Das teuerste Stück in Ruckstuhls Sammlung ist ein Bild der Luzerner Fasnacht, das aus drei Teilen besteht. «Triptychon» nenne man das. Gemalt hatte es der verstorbene Luzerner Künstler Tonio Frasson. Der Erstkäufer bezahlte 32’000 Franken dafür. Nun gehört es Ruckstuhl, der dessen aktuellen Wert auf 10’000 Franken schätzt.

Das dreiteilige Luzerner Fasnachtsbild ist der teuerste Gegenstand in seiner Antik Brocki. Es stammt vom verstorbenen Luzerner Künstler Tonio Frasson. (Foto Livia Kurmann)

Brocki und Museum zugleich

Die Führung geht zu Ende, Ruckstuhl führt in den Eingangsbereich zurück, wo Lilia gerade Schmuck in einer Vitrine arrangiert. Alle paar Wochen räumt sie die Regale aus, holt Kisten mit neuer Ware aus dem Lager und räumt die Regale wieder ein. Die Besucher sollen eine Abwechslung haben, sagt sie. Viele kämen in die Brocki, um sich einfach nur umzusehen.

Auch der Rundgang wurde einige Male durch die Türklingel unterbrochen, obwohl montags Ruhetag ist. «Macht nichts, wir sind ja eh da», winkt er ab. Die Ruckstuhls verbringen mehr Zeit in der Brocki als in ihrem eigentlichen Zuhause in Ruswil. «Einen Tag nicht hier zu sein …» Er lässt den Satz unvollendet.

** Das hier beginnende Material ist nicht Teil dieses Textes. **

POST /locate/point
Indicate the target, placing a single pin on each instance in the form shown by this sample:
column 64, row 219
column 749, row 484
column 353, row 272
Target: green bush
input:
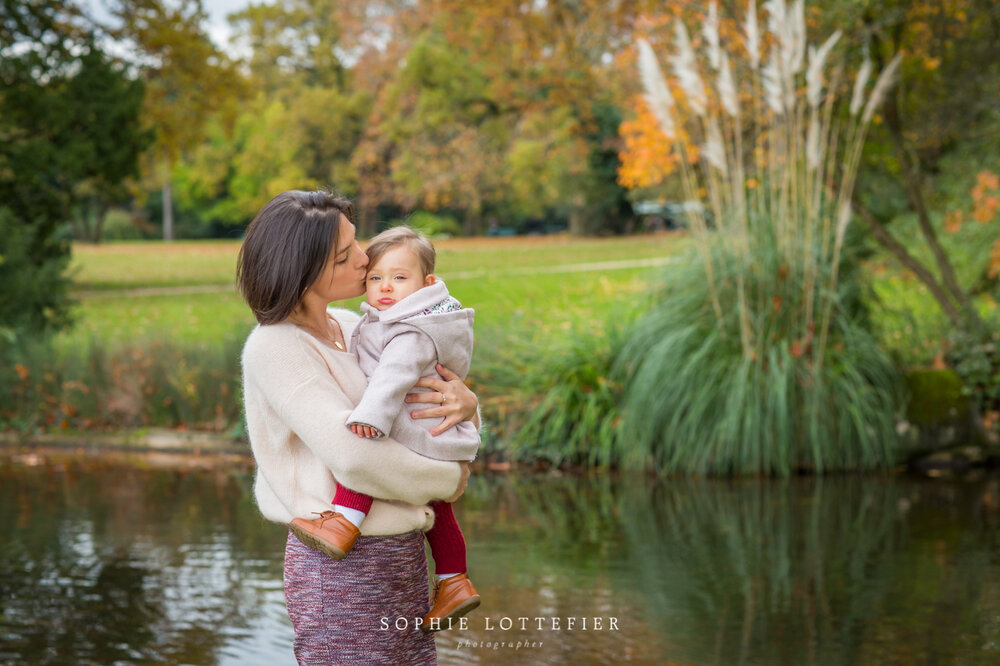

Was aus all dem wird, wenn Ruckstuhl die 85 plus erreicht hat? Seine Tochter würde die Räumlichkeiten übernehmen, das Brockigeschäft jedoch nicht, sagt er. Auch sein Sohn schätze die alten Sachen, habe aber einen eigenen Beruf. Diesmal zieht Lilia ihr Telefon hervor und zeigt Fotos ihres zwei Monate alten Enkelkinds. «Das ist der Nachfolger», sagt Ruckstuhl und lacht.

Info

Vom Matrosen zum Sammler

Josef Ruckstuhl (75) ist gelernter Matrose. Vier Jahre hat er in Basel gearbeitet, ehe er die Zweitlehre als Drucktechnologe machte. Später führte er einen Autoabbruch in Spreitenbach, seinem Heimatort. Als er aufgrund von Grundwasser seine Werkstatt aufgeben musste, zog es ihn nach Luzern und wenig später nach Sursee, wo er 1980 seine erste Brocki an der Centralstrasse eröffnete. Die Brocki führte er nebenberuflich als Hobby. 2002 zügelte er die Brocki an den Wassergraben 25. Er ist verheiratet mit Lilia Ruckstuhl, mit der er zwei Kinder hat.